Judy Radul: Downes Point And So Departed (Again)


Vancouver artist, Judy Radul, has produced a new multi-screen installation for this exhibition. ‘Downes Point’ was filmed this summer in an arbutus grove on Hornby Island. This coastal landscape is at once dramatic and contemplative. The installation features two panoramic projections spatially configured to implicate the observer in the middle of the mise en scene. What initially appears as a man alone in a clearing in the forest unfolds into an ambiguous interaction between him and a cast of characters who he appears to be judging or casting. In the process of deciphering the scene, it becomes apparent that each image is actually a montage of views that joins what is seen by one camera lens with the view from another. The action is choreographed to accentuate the spatial structures created by the five static cameras which are arranged at precise angles to create an effect that reveals the conical geometry of the lens. Through this formal system, which insinuates an outside beyond the image frame, the artist conceptually introduces absence into the spectacle of nature and demarcates the scene into a spatial architecture.

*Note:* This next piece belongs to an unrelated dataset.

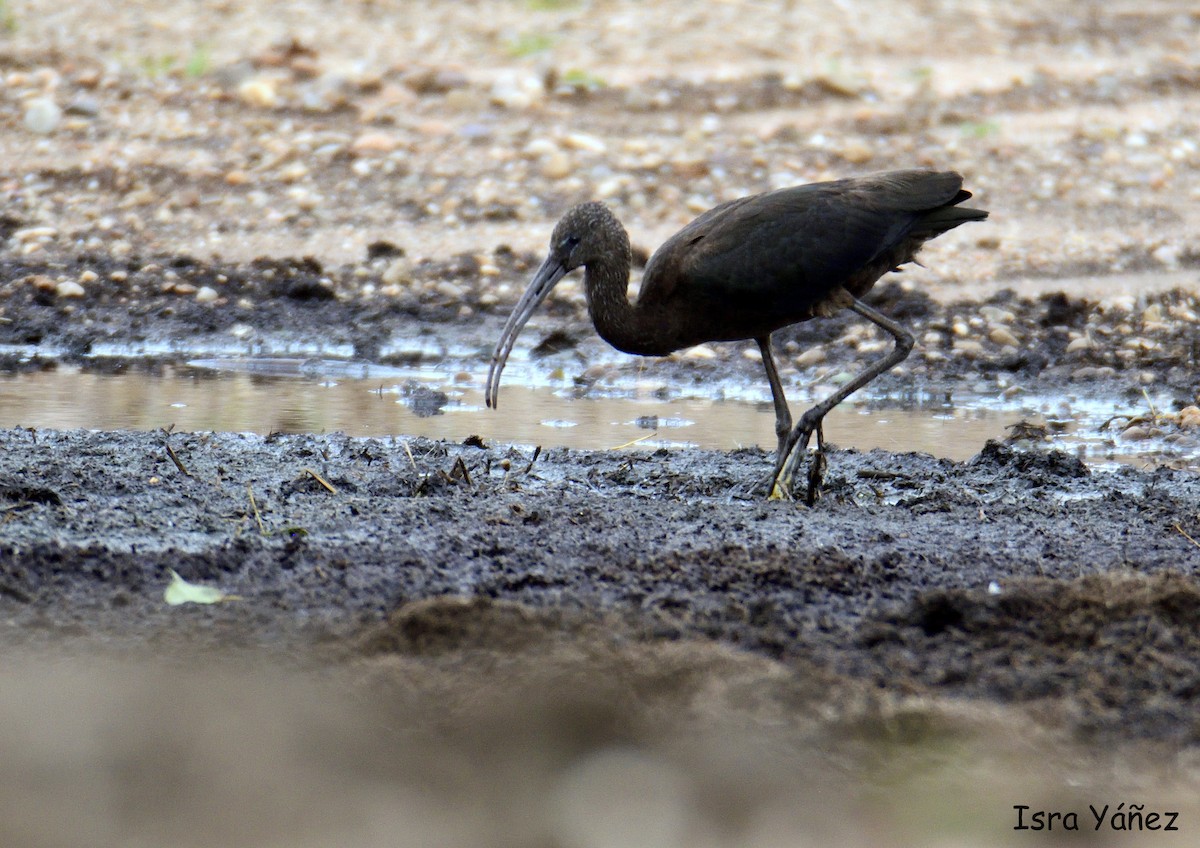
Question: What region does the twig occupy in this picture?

The landscape is turned into a kind of theatrical stage that shows the entrances and exits of the actors slipping in and out of the scene and waiting backstage.

The two pieces featured in this exhibition reveal Judy Radul’s longstanding interest in the constituent elements of theatre. As in previous works, she explores the conventions of theatrical performance and cinema in a way that forces the tensions between static staging and moving pictures. With the DVD installation, ‘And So Departed (Again)’ (2003), footage of a rehearsal is presented on three screens corresponding to close up, medium shot and long shot perspectives. Turning a rehearsal into an endurance performance, five directors rehearse an actress in a death scene for twelve hours. The scenes are improvisations instigated by each director (they were) asked to focus on an enactment of life leaving the body. Here, as in ‘Downes Point’, the artist choreographs interactions between directors, actors and “characters” that allow for the chance elements of performance and an absurdist sense of humour to surface.

Judy Radul was born in Lillooet B.C. in 1962. She has an MFA from Bard College, New York and teaches visual art at Simon Fraser University. Her interdisciplinary practice embraces photography, performance art, audio, sculpture, video, and mixed media installation, and her critical writing has been published extensively. In recent years she had solo exhibitions at The Power Plant in Toronto and was part of Videodreams: Between the Cinematic and the Theatrical at Kunsthaus Graz Austria. Later this year ‘Downes Point’ will be part of a group exhibition on contemporary Vancouver art at MuHKA, Museum of Contemporary Art in Antwerp Belgium.

PHG published a catalogue in conjunction with this exhibition.